Он не знал, что дед никогда не позволил бы себе говорить так, если б ему не верили. Особенно если речь идет о таком важном деле, как закалка души внука.

И Алесь действительно чувствовал облегчение.

Они прогуливались у озера. Дед, все такой же красивый, шел удивительно молодой походкой, разве что немного медленнее, чем девять лет назад.

— Ты думал над тем, почему они так любят заниматься искусством? Потому, что в глубине души жгуче ощущают свою обделенность в этом смысле. Понимают, что здесь ничего не поделаешь, но хотят убедить мужчин, что это не так.

— Противоречите себе, дедуля. Откуда же у них тогда мысли?

— Очень просто. От первого мужчины, который учил их искусству. Ну, и самую малость, насколько позволял мозг, ею самой развитые. И, конечно, деформированные. Так всю жизнь и толчет. В жизни ей положительная мораль чужда. Знает она лишь отрицательную — стыд. Ну, а в искусстве у нее и отрицательной нет.

Алесь вспомнил Гелену.

— Это неправда, дед… Я говорю о жизни.

— Они, брат, неэстетичный пол. Греки были не самые большие дураки, когда не пускали их в театр. — Улыбнулся. — По крайней мере можно было хоть что-то слышать.

— Даже если так, они благословляют нас на подвиги. Вся поэзия — от любви.

— Скажи: вся гибель поэзии — от любви. Мильтон правильно сказал своей жене: «Любимая моя, тебе и другим — вам хочется ездить в каретах, а я желаю оставаться честным человеком». К сожалению, подавляющее большинство людей отдает предпочтение каретам перед убеждениями. А женщины — особенно. Женщина всегда скажет: «Лучи — это главное в солнце», редко скажет: «Солнце бросает свои лучи» (это только одна Ярославна додумалась, да и то со слов поэта) и никогда не скажет, как Данте: «Умолк солнечный луч…» Э, брат, даже лучшие из них — наивны и близоруки…

И спросил вдруг:

— Ты читал хороших поэтов-женщин?

— Сафо.

— Так я и замечаю, что ей всю жизнь была в тягость ее женственность.

— Но ведь поэтесса.

— Это ее такой Фет в переводах сделал, — без колебания сказал дед.

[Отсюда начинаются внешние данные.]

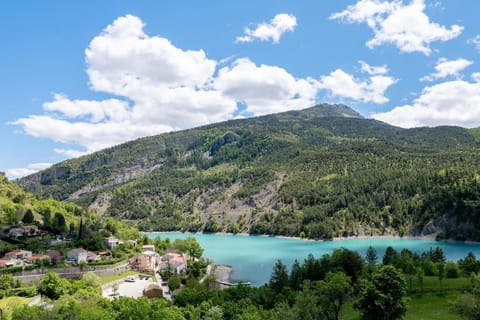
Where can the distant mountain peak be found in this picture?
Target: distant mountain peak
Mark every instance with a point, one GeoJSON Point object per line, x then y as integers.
{"type": "Point", "coordinates": [334, 110]}
{"type": "Point", "coordinates": [325, 110]}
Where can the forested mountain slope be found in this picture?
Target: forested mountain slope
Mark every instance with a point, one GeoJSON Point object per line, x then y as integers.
{"type": "Point", "coordinates": [319, 172]}
{"type": "Point", "coordinates": [20, 208]}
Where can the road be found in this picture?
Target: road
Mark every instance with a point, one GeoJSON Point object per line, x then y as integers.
{"type": "Point", "coordinates": [128, 289]}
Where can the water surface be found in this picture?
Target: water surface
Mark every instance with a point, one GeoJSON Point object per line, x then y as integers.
{"type": "Point", "coordinates": [252, 257]}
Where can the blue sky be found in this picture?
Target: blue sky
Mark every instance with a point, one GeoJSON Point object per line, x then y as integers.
{"type": "Point", "coordinates": [78, 76]}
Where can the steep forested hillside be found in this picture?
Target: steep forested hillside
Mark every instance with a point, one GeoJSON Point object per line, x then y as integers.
{"type": "Point", "coordinates": [320, 172]}
{"type": "Point", "coordinates": [18, 207]}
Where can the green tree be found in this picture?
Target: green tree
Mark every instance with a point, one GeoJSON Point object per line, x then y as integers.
{"type": "Point", "coordinates": [53, 286]}
{"type": "Point", "coordinates": [174, 282]}
{"type": "Point", "coordinates": [28, 217]}
{"type": "Point", "coordinates": [296, 278]}
{"type": "Point", "coordinates": [333, 293]}
{"type": "Point", "coordinates": [279, 278]}
{"type": "Point", "coordinates": [58, 223]}
{"type": "Point", "coordinates": [193, 248]}
{"type": "Point", "coordinates": [420, 277]}
{"type": "Point", "coordinates": [383, 296]}
{"type": "Point", "coordinates": [441, 274]}
{"type": "Point", "coordinates": [389, 255]}
{"type": "Point", "coordinates": [371, 256]}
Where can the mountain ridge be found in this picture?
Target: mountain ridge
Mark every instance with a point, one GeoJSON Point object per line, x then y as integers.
{"type": "Point", "coordinates": [300, 173]}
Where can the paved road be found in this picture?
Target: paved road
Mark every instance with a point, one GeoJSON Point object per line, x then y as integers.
{"type": "Point", "coordinates": [128, 289]}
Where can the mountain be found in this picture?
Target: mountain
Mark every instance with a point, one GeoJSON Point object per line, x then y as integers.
{"type": "Point", "coordinates": [319, 173]}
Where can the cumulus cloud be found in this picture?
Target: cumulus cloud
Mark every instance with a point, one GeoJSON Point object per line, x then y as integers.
{"type": "Point", "coordinates": [16, 173]}
{"type": "Point", "coordinates": [404, 25]}
{"type": "Point", "coordinates": [448, 103]}
{"type": "Point", "coordinates": [159, 87]}
{"type": "Point", "coordinates": [475, 41]}
{"type": "Point", "coordinates": [265, 89]}
{"type": "Point", "coordinates": [372, 89]}
{"type": "Point", "coordinates": [447, 68]}
{"type": "Point", "coordinates": [271, 31]}
{"type": "Point", "coordinates": [167, 88]}
{"type": "Point", "coordinates": [373, 70]}
{"type": "Point", "coordinates": [476, 76]}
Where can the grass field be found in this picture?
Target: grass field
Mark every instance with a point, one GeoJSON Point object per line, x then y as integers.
{"type": "Point", "coordinates": [433, 284]}
{"type": "Point", "coordinates": [108, 279]}
{"type": "Point", "coordinates": [7, 305]}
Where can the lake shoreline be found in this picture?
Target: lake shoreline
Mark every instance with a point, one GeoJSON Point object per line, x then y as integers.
{"type": "Point", "coordinates": [362, 237]}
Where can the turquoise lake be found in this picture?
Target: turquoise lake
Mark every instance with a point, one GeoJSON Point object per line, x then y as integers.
{"type": "Point", "coordinates": [252, 257]}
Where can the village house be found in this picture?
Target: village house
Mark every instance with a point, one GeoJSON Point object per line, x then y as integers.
{"type": "Point", "coordinates": [36, 257]}
{"type": "Point", "coordinates": [55, 256]}
{"type": "Point", "coordinates": [148, 247]}
{"type": "Point", "coordinates": [18, 254]}
{"type": "Point", "coordinates": [7, 263]}
{"type": "Point", "coordinates": [111, 242]}
{"type": "Point", "coordinates": [77, 255]}
{"type": "Point", "coordinates": [144, 261]}
{"type": "Point", "coordinates": [27, 230]}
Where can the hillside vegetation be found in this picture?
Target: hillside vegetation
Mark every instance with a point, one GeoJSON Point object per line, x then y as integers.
{"type": "Point", "coordinates": [18, 207]}
{"type": "Point", "coordinates": [320, 172]}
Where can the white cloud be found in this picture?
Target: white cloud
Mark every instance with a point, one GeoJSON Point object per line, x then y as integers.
{"type": "Point", "coordinates": [446, 68]}
{"type": "Point", "coordinates": [167, 88]}
{"type": "Point", "coordinates": [158, 88]}
{"type": "Point", "coordinates": [271, 31]}
{"type": "Point", "coordinates": [345, 85]}
{"type": "Point", "coordinates": [95, 111]}
{"type": "Point", "coordinates": [265, 89]}
{"type": "Point", "coordinates": [373, 70]}
{"type": "Point", "coordinates": [16, 173]}
{"type": "Point", "coordinates": [448, 103]}
{"type": "Point", "coordinates": [475, 41]}
{"type": "Point", "coordinates": [476, 76]}
{"type": "Point", "coordinates": [404, 25]}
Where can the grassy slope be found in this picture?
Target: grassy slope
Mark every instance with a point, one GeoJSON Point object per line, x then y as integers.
{"type": "Point", "coordinates": [336, 177]}
{"type": "Point", "coordinates": [8, 304]}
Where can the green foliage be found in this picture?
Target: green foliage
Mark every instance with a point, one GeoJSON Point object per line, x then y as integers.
{"type": "Point", "coordinates": [311, 172]}
{"type": "Point", "coordinates": [52, 286]}
{"type": "Point", "coordinates": [383, 296]}
{"type": "Point", "coordinates": [28, 217]}
{"type": "Point", "coordinates": [279, 278]}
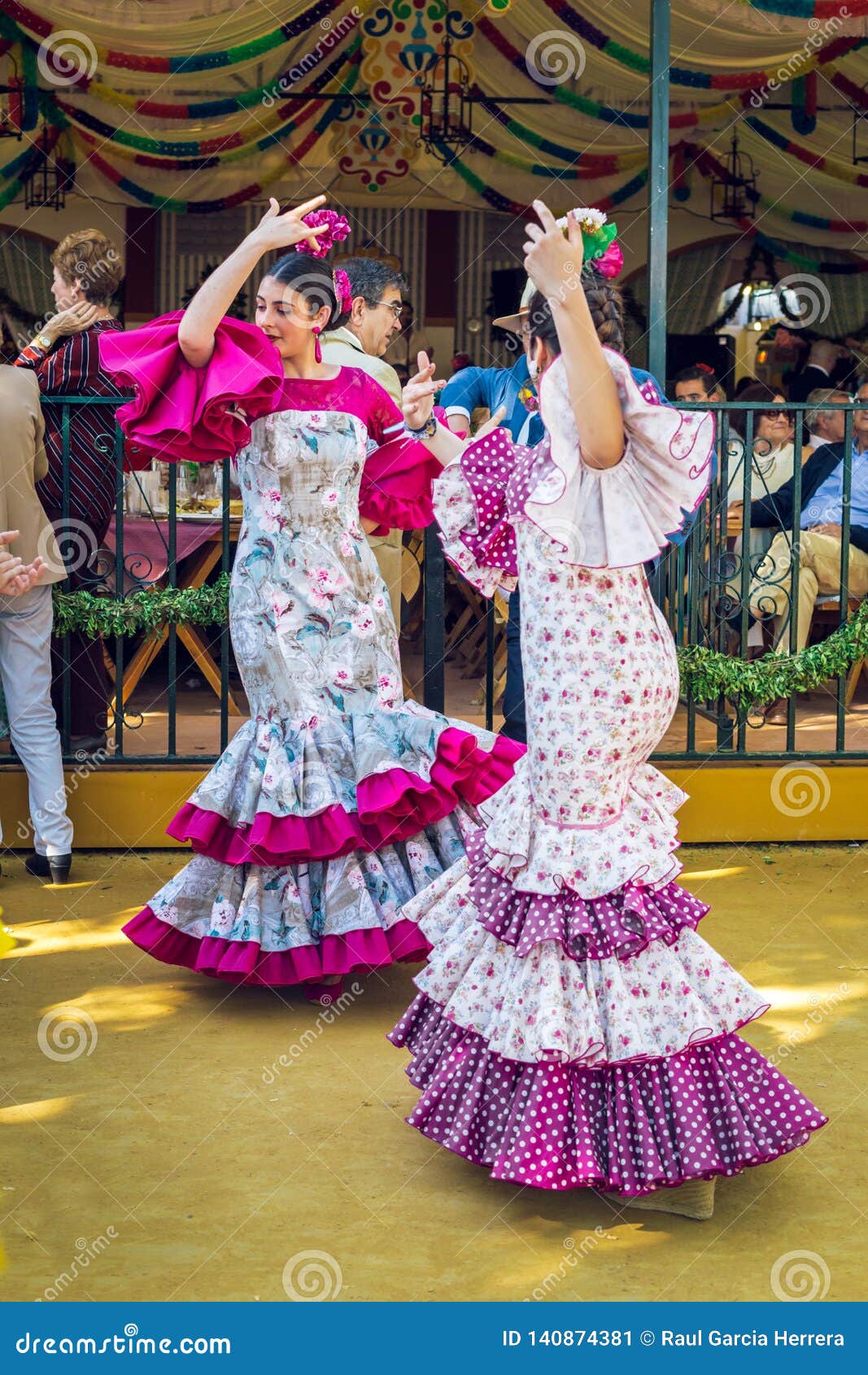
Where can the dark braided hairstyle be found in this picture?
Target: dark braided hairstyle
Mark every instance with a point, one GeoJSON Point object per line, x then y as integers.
{"type": "Point", "coordinates": [604, 303]}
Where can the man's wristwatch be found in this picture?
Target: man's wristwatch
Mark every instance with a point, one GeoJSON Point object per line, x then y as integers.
{"type": "Point", "coordinates": [427, 430]}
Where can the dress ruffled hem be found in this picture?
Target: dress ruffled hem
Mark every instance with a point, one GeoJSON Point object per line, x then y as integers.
{"type": "Point", "coordinates": [244, 962]}
{"type": "Point", "coordinates": [712, 1110]}
{"type": "Point", "coordinates": [549, 1006]}
{"type": "Point", "coordinates": [391, 806]}
{"type": "Point", "coordinates": [621, 924]}
{"type": "Point", "coordinates": [636, 847]}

— Так, может, еще появится.

— За три тысячи лет не появилась, а тут появится. Природа не делает скачков.

Невозможно было с ним спорить, всегда он был прав.

— Ты, дед, совсем как могилевский Чурила-Баранович, — сказал, не сдержавшись, рассерженный Алесь. — Могилевский Диоген. Над всем издевается да насмешки строит.

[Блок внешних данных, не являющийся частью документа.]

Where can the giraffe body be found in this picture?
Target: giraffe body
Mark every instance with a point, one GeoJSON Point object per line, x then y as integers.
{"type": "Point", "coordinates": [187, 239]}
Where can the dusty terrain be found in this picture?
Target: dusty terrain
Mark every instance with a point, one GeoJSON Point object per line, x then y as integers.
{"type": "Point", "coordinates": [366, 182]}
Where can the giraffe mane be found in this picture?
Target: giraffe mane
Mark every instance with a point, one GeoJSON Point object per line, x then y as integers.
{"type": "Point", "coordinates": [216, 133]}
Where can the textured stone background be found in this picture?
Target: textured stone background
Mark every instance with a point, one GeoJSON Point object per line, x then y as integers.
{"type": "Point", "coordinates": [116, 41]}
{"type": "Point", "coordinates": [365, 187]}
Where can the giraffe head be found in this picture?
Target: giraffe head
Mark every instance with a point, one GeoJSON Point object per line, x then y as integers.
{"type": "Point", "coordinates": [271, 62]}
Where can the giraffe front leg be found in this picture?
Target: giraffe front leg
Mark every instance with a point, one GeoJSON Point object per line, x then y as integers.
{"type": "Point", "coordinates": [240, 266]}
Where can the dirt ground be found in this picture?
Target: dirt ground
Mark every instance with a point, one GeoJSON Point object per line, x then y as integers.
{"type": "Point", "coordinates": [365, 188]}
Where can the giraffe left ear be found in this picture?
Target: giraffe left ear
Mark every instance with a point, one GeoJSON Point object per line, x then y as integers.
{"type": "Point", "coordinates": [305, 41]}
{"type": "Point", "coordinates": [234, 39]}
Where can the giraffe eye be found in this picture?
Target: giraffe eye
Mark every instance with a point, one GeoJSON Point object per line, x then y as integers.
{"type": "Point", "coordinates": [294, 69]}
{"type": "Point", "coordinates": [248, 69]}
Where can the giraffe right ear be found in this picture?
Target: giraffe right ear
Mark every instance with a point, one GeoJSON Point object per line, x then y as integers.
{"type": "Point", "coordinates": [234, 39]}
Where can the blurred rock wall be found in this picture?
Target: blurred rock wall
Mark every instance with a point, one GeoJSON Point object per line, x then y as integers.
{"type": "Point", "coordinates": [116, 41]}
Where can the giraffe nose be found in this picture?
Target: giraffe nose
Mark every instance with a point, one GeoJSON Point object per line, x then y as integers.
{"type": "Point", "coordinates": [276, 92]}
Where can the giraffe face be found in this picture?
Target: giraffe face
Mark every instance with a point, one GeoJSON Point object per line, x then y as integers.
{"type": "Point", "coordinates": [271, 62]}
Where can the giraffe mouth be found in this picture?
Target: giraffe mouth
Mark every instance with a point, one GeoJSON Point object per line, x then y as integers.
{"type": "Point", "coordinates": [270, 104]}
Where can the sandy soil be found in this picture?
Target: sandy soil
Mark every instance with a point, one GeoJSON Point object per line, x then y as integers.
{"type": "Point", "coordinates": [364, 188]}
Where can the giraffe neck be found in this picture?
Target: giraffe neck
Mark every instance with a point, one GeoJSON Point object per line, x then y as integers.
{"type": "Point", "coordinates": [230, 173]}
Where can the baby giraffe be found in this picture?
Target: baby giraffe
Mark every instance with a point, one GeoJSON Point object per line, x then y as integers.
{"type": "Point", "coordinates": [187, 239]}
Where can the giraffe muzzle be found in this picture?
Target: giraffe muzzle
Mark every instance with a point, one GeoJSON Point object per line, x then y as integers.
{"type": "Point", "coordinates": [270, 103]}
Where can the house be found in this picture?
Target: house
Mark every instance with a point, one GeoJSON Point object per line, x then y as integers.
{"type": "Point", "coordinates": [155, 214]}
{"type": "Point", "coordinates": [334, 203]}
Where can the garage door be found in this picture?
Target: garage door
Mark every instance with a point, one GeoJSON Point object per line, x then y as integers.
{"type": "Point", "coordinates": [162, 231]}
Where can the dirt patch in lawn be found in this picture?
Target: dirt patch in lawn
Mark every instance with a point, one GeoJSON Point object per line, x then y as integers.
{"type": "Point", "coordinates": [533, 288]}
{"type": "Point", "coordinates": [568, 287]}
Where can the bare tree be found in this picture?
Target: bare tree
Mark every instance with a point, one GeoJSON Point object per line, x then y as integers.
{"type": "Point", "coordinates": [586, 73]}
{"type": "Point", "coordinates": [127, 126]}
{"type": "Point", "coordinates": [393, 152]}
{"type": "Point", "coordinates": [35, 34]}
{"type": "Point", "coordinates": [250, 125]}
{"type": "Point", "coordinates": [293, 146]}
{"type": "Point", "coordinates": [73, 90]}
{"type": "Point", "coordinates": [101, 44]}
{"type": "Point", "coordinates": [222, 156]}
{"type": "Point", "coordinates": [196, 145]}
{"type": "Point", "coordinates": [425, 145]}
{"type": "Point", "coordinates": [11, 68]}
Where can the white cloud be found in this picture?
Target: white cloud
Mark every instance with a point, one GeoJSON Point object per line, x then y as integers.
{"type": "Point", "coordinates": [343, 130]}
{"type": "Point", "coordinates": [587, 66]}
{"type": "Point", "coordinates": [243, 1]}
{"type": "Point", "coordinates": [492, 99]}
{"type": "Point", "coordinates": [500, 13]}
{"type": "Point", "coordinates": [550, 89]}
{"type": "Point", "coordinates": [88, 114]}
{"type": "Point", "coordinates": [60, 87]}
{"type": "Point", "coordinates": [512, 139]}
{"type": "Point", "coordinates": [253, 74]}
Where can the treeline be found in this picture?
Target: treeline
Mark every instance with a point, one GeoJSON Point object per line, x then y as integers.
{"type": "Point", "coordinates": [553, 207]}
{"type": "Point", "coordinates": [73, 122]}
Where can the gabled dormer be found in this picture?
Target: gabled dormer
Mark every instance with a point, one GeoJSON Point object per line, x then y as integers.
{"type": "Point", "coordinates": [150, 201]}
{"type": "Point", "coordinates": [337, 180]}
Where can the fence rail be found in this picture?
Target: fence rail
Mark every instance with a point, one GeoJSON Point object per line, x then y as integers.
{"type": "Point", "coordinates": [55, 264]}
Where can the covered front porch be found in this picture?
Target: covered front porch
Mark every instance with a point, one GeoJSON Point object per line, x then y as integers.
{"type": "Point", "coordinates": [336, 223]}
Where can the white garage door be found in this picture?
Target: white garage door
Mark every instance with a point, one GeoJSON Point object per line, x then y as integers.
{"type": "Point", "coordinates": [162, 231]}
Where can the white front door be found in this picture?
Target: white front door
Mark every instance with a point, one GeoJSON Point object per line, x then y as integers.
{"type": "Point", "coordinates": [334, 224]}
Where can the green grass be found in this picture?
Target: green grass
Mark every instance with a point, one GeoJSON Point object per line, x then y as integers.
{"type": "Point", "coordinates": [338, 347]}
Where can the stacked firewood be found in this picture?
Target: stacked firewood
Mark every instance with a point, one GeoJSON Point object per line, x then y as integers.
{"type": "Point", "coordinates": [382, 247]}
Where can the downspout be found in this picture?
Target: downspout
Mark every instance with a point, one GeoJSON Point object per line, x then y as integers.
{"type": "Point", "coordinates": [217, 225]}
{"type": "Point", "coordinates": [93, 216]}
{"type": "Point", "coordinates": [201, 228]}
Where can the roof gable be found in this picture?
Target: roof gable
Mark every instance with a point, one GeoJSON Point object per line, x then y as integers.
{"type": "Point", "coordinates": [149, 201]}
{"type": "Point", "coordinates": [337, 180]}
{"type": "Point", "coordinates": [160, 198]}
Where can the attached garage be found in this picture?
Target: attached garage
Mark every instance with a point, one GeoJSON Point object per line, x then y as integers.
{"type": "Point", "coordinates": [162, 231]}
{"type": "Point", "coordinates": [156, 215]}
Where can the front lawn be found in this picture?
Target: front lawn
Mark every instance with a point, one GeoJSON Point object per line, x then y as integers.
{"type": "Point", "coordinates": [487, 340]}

Дед сделал вид, что слышит об этом впервые:

— Кто такой?

— Я же говорю — губернский Диоген. С чудачествами. В доме умалишенных был.

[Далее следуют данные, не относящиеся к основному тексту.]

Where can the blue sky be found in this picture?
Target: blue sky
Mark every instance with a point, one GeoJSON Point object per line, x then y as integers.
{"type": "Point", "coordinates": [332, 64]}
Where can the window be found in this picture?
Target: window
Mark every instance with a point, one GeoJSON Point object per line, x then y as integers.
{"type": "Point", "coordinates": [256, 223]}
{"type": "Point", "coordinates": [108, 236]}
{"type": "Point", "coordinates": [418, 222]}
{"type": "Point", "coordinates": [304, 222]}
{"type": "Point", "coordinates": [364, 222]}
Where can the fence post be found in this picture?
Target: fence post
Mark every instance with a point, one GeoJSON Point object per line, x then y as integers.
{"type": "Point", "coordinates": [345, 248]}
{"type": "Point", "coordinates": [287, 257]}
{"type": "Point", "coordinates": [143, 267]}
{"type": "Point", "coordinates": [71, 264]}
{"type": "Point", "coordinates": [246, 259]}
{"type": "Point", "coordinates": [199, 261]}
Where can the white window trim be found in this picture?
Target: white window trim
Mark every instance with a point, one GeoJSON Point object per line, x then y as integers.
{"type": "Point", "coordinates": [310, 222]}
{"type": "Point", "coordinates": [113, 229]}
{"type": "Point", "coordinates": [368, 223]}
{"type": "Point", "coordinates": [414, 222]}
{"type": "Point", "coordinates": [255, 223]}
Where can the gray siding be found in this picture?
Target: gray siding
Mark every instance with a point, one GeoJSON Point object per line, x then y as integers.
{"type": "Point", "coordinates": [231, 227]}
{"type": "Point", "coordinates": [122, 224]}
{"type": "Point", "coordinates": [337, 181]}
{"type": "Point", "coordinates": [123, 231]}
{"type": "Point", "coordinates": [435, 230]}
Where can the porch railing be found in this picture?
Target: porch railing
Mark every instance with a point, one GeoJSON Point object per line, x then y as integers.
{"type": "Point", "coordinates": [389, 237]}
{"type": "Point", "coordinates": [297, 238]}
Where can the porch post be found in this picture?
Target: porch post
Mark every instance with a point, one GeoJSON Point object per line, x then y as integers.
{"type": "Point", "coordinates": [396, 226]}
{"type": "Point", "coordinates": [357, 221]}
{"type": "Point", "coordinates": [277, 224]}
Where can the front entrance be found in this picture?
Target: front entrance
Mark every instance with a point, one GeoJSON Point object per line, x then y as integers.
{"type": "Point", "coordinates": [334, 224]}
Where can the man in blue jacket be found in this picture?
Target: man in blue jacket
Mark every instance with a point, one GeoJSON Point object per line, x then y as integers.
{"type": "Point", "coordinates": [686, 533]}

— Хорошие чудачества, — сказал дед. — За них и взяли?

— Нет, в самом деле. Идет по улице и хохочет.

— Ну-у, чтоб за это всех брать, кто у нас в стране на улицах хохочет…

Алесь только руками развел. А дед уже говорил дальше:

— Ты не принимай всего близко к сердцу… Был такой в двенадцатом столетии умный-умный папа Иннокентий Третий. Написал он трактат «О презрении к свету». Нужно тебе почитать да кое над чем задуматься… Хотя зачем читать? Вот послушай, что он о жизни говорит… У-умный был! «Человек сотворен на несчастье, — не из огня, подобно светилам небесным, не из воды, как растения, а из одного вещества с животными, потому и терпит равную с ними участь. Источник зла — его тело, что поработило дух и стало для него тюрьмой. Добрые страдают не меньше злых («Если не больше», — добавил дед). Жизнь есть борьба. Человек ведет ее с подобными себе, с природой, со своим телом и с дьяволом. Не проходит дня, чтоб к наслаждению не примешивался гнев, зависть, страх или ненависть. Жизнь не что иное, как смерть заживо, потому что мы умираем, пока живем, и лучше умереть заживо, чем жить мертвым». — Подумал-подумал. — Впрочем… дурак он был, этот папа. За что и выбрали.